Die plötzliche Wende in der Atompolitik ist allerdings ein solcher Fall. Zwar ist die Energiepolitik nicht vergemeinschaftet, sondern weiter in nationaler Zuständigkeit. Aber die innenpolitischen Querelen und die jahrelangen Verzögerungen beim Netzausbau in Deutschland sorgten dafür, dass die Überschussproduktion aus der gleichzeitig sehr schnell ausgebauten Windkraft einfach in die Stromnetze osteuropäischer Nachbarn gedrückt wurde.

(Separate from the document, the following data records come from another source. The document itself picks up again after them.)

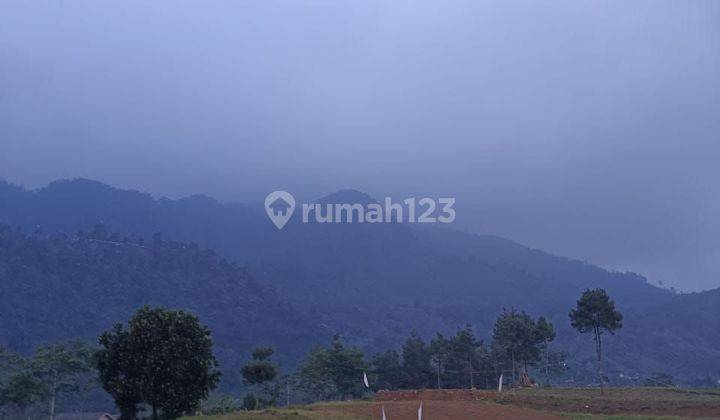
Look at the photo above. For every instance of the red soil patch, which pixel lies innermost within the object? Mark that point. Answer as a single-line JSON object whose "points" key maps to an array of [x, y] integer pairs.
{"points": [[447, 410]]}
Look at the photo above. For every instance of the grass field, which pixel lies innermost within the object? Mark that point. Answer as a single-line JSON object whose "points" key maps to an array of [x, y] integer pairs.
{"points": [[517, 404]]}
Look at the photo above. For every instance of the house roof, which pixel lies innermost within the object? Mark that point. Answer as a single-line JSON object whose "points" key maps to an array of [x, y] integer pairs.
{"points": [[84, 416], [279, 203]]}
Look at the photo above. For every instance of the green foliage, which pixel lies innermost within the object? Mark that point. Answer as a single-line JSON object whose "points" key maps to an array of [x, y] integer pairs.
{"points": [[417, 371], [596, 313], [163, 358], [219, 404], [461, 361], [332, 373], [520, 339], [261, 372]]}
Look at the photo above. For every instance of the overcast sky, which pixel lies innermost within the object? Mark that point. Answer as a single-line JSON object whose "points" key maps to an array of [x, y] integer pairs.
{"points": [[587, 129]]}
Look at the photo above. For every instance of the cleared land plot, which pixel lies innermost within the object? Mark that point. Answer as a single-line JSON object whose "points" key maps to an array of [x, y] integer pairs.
{"points": [[517, 404]]}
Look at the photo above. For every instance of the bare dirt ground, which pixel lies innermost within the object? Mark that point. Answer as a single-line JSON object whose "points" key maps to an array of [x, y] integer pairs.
{"points": [[513, 404], [615, 401], [447, 409]]}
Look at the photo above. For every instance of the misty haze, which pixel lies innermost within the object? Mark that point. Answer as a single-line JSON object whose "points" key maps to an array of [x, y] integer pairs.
{"points": [[216, 178]]}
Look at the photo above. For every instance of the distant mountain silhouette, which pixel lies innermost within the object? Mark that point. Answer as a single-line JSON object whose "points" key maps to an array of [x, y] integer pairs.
{"points": [[374, 283]]}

Zuletzt beteiligte sich auch Finanzminister Wolfgang Schäuble an den Attacken gegen die EU-Kommission. Anders als Altkanzler Gerhard Schröder hatte Schäuble zwar bei allen Plädoyers für eine Begrenzung des EU-Haushalts nie den Eindruck geschürt, dass deutsches Geld in der EU „verbraten“ werde. Aber nach dem Brexit-Referendum machte Schäuble am 3. Juli in der Welt am Sonntag ausdrücklich die Kommission für die Unzufriedenheit vieler Bürger mit Europa verantwortlich – und damit indirekt auch für das britische Austrittsvotum. Er warf der Kommission Untätigkeit in zentralen Politikbereichen vor. „Und wenn die Kommission nicht mittut, dann nehmen wir die Sache selbst in die Hand, lösen die Probleme eben zwischen den Regierungen“, so Schäuble.

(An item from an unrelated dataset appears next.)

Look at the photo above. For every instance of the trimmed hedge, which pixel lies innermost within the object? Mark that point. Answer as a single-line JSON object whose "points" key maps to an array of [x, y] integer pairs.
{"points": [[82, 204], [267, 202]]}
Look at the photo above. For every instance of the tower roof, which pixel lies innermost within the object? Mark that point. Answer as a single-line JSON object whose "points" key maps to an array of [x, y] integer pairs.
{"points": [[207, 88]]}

Dabei ist der von ihm geforderte intergouvernementale Ansatz längst gängige Praxis in der EU – aber nicht etwa, weil die Kommission nicht spurt, sondern weil sich einzelne Mitgliedstaaten wie Großbritannien bei gemeinsamen Absprachen verweigerten und deshalb wie beim Fiskalpakt Wege außerhalb der EU-Verträge gewählt werden mussten. Auch in der Flüchtlingskrise und beim angestrebten EU-Grenzschutz verhinderte und verhindert – bei aller Kritik an zu schematischen Vorschlägen der Kommission – vor allem der Widerstand vieler Mitgliedstaaten schnellere Fortschritte. Zudem ist Schäubles Projekt einer Finanztransaktionssteuer ein Beispiel dafür, dass eine intergouvernementale Zusammenarbeit im kleineren Kreis keineswegs immer bessere Ergebnisse liefert.

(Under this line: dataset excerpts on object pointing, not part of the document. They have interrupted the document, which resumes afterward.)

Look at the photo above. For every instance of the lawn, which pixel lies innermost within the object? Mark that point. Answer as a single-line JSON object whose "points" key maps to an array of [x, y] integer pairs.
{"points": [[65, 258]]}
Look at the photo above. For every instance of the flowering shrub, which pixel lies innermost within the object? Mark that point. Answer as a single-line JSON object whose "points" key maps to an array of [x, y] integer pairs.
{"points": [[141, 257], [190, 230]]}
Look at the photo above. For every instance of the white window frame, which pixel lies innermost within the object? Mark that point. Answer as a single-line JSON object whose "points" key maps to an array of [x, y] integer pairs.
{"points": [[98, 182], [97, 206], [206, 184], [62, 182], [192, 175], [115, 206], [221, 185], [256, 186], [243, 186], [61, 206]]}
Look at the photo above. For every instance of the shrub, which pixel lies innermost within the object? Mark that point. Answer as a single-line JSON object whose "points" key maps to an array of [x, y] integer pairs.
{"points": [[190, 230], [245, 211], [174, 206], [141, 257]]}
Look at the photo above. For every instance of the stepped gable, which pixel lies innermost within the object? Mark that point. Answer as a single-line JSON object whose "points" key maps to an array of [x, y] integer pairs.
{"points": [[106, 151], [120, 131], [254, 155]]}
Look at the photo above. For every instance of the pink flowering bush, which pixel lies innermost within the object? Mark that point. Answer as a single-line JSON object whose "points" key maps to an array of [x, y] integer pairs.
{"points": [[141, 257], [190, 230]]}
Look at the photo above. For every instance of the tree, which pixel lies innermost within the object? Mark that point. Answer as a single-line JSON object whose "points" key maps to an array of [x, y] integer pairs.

Das rhetorische Umschwenken Schäubles auf ein Brüssel-Bashing ging deshalb selbst einigen Unionspolitikern zu weit. Am deutlichsten wurde der EVP-Fraktionsvorsitzende im Europopäischen Parlament, Manfred Weber (CSU). „Generell ist es so, dass manche nationale Regierungen ein unehrliches Spiel spielen“, kritisierte er in der Süddeutschen ­Zeitung vom 8. Juli. Er rügte nicht nur Sigmar Gabriel und Außenminister Frank-Walter Steinmeier, dem er eine bewusst zwiespältige Haltung bei der Verlängerung der EU-Sanktionen gegen Russland vorwarf. Auch Schäuble habe der Kommission nach dem Brexit-­Votum den schwarzen Peter zugeschoben. „Wir erleben, dass sich der Populismus bis in höchste Regierungskreise einnistet“, kritisierte der CSU-­Politiker. Gemeint waren diesmal nicht London, Paris, Warschau, Athen oder Budapest – gemeint war Berlin.

Dr. Andreas Rinke ist politischer Chef­korrespondent der Nachrichtenagentur Reuters in Berlin.